This book is the culmination of many brash years and hard lessons. The story starts all the way back when I migrated from C++ into perl. The perl programming language was amazingly powerful compared to the low-level manipulations and bookkeeping of C++. (The fact that it was “slow” never bothered me – I would rather write powerful, effective slow code than weak, buggy fast code.) In the world of perl, there was the idea of an “anonymous subroutine” that could be passed around and manipulated. You could also directly manipulate the symbol table. The symbol table is the collection of function names available to the program. Between these two things, I realized that I could code at a higher level: I could write subroutines that returned subroutines and store those into the symbol table, effectively having my code write code at runtime. In perl, these subroutine factories are called “template functions.” I proceeded to write some truly unreadable – but truly powerful – perl.

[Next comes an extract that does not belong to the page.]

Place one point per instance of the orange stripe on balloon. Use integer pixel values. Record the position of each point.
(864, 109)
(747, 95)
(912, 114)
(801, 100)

I shared this revelation with my friend and mentor, Brian Hurt. He was the grizzled veteran developer who seemed to have seen it all. Brian told me that what I was doing was this thing called “functional programming,” and encouraged me to look into proper functional languages, specifically OCaml, and its derivative, JoCaml. I was immediately hooked. By 2008, I presented “Why Rubyists Should Learn OCaml” to the Ruby Users Group of Minnesota (Ruby.MN).1 There was a power in functional programming that was truly incredible compared to the then-standard way of writing code. Moreover, my mathematical background played very nicely with functional programming: the fact that state did not change meant that I could employ the same
kind of reasoning to my programs that I employed with mathematical equations. I presumed at the time that a functional programming language would rise and fundamentally transform what it means to program, much as Java ascended and made Object Oriented Programming ubiquitous. So far, this hasn’t happened.